Arggghhhhh… by some unfortunate series of events, I deleted this whole blog. I won’t tell you the long, boring story, just the bottom line: I will have to start over again. The only good thing about it is that it gives me the opportunity to implement some changes I had planned on doing for quite some time. For starters, I changed the name from “semiblog” to “kantenwerk”, because I’m no longer working on the semiBlog software. I realized it was a bit pointless to try building a complete blog authoring tool, when all I really wanted to do was provide a tool to annotate blogs with all kinds of content-related metadata. There are lots of really good blogging tools out there that have functionality that semiBlog just couldn’t compete with.

So, I extracted the core functionality of semiBlog – create RDF metadata from desktop objects – and threw away the rest. The result is an application called “Shift”, which simply let’s you take objects from other desktop applications (contacts, calendar event, papers, …) and generate a snippet of metadata from them in a very convenient way. Drag&Drop, autocompletion, copy&paste, that’s all. Those snippets can be in various format, such as RDFa, which makes it really easy to incorporate them into web pages – blog posts, but also any other web page. For WWW2007, I made a little video of Shift in action.

Also, instead of using this blog as the web site for one software project, I think I will just turn it into my personal web site. It’s too annoying to have to juggle around with too many different sites.

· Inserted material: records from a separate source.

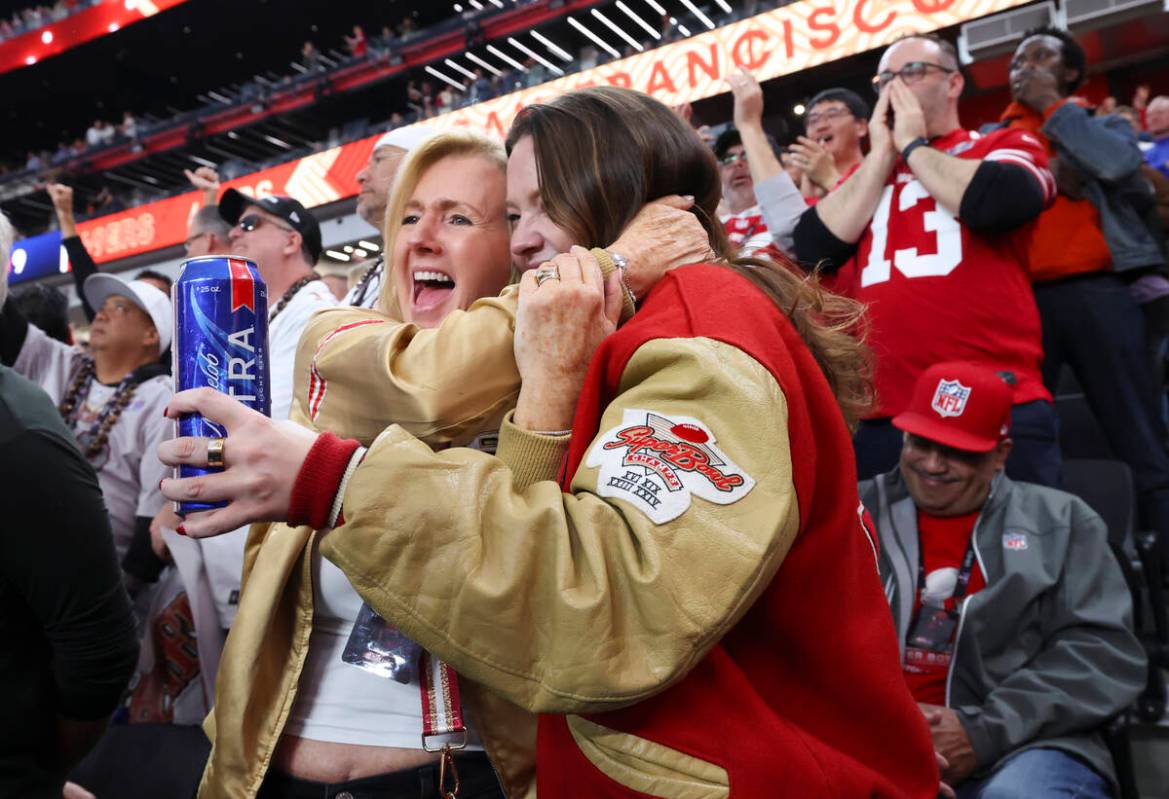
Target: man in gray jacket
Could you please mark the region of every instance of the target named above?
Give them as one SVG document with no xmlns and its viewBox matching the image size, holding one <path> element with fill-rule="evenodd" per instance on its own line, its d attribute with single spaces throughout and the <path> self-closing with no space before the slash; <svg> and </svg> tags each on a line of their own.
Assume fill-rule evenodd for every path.
<svg viewBox="0 0 1169 799">
<path fill-rule="evenodd" d="M 1129 592 L 1087 504 L 1003 474 L 1010 408 L 990 367 L 927 370 L 898 469 L 860 484 L 906 683 L 959 799 L 1108 797 L 1098 731 L 1146 675 Z"/>
</svg>

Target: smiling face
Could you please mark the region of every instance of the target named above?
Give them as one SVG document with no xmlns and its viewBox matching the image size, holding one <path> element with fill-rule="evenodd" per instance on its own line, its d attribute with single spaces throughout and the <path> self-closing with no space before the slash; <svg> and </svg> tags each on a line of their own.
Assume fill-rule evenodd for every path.
<svg viewBox="0 0 1169 799">
<path fill-rule="evenodd" d="M 878 74 L 900 73 L 907 64 L 931 64 L 914 78 L 897 78 L 905 83 L 921 104 L 931 136 L 949 132 L 950 117 L 956 115 L 957 99 L 966 85 L 955 62 L 936 42 L 928 39 L 902 39 L 880 58 Z M 947 73 L 946 69 L 954 70 Z"/>
<path fill-rule="evenodd" d="M 435 328 L 507 284 L 505 185 L 499 165 L 479 156 L 451 156 L 422 173 L 394 239 L 394 285 L 407 322 Z"/>
<path fill-rule="evenodd" d="M 808 111 L 808 138 L 816 139 L 837 163 L 860 153 L 860 139 L 869 132 L 869 123 L 857 119 L 839 99 L 825 99 Z"/>
<path fill-rule="evenodd" d="M 535 147 L 525 136 L 507 159 L 507 221 L 511 223 L 512 262 L 519 271 L 534 269 L 567 253 L 574 236 L 548 216 L 540 198 Z"/>
<path fill-rule="evenodd" d="M 914 504 L 931 516 L 961 516 L 981 508 L 1011 452 L 1003 439 L 989 453 L 970 453 L 907 433 L 901 476 Z"/>
<path fill-rule="evenodd" d="M 369 163 L 358 172 L 358 184 L 361 191 L 358 193 L 358 216 L 367 223 L 381 230 L 381 223 L 386 219 L 386 200 L 389 198 L 389 187 L 397 174 L 397 167 L 402 165 L 406 151 L 393 145 L 383 145 L 369 153 Z"/>
</svg>

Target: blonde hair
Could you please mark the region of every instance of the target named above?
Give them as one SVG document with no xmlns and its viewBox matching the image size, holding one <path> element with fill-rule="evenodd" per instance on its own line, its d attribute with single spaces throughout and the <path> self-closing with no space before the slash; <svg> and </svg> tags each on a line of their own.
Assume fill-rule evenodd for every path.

Another one of those test posts, just to demonstrate how you can use Shift (formerly semiBlog) and SemClip to move data between desktops. The Shift application was written by Knud Möller, and allows you to produce RDFa code from desktop objects, which you can then use to annotate any webpage. E.g., this blog post! The Semantic Clipboard (or SemClip) is a software by Gerald Reif and his group, and allows you to do the exact opposite: you can copy RDFa (or other RDF) from web pages and paste it back into your desktop applications.
Both will be demonstrated at the Web Data 2 Session of the Developer’s Track at WWW2007 by Siegfried Handschuh.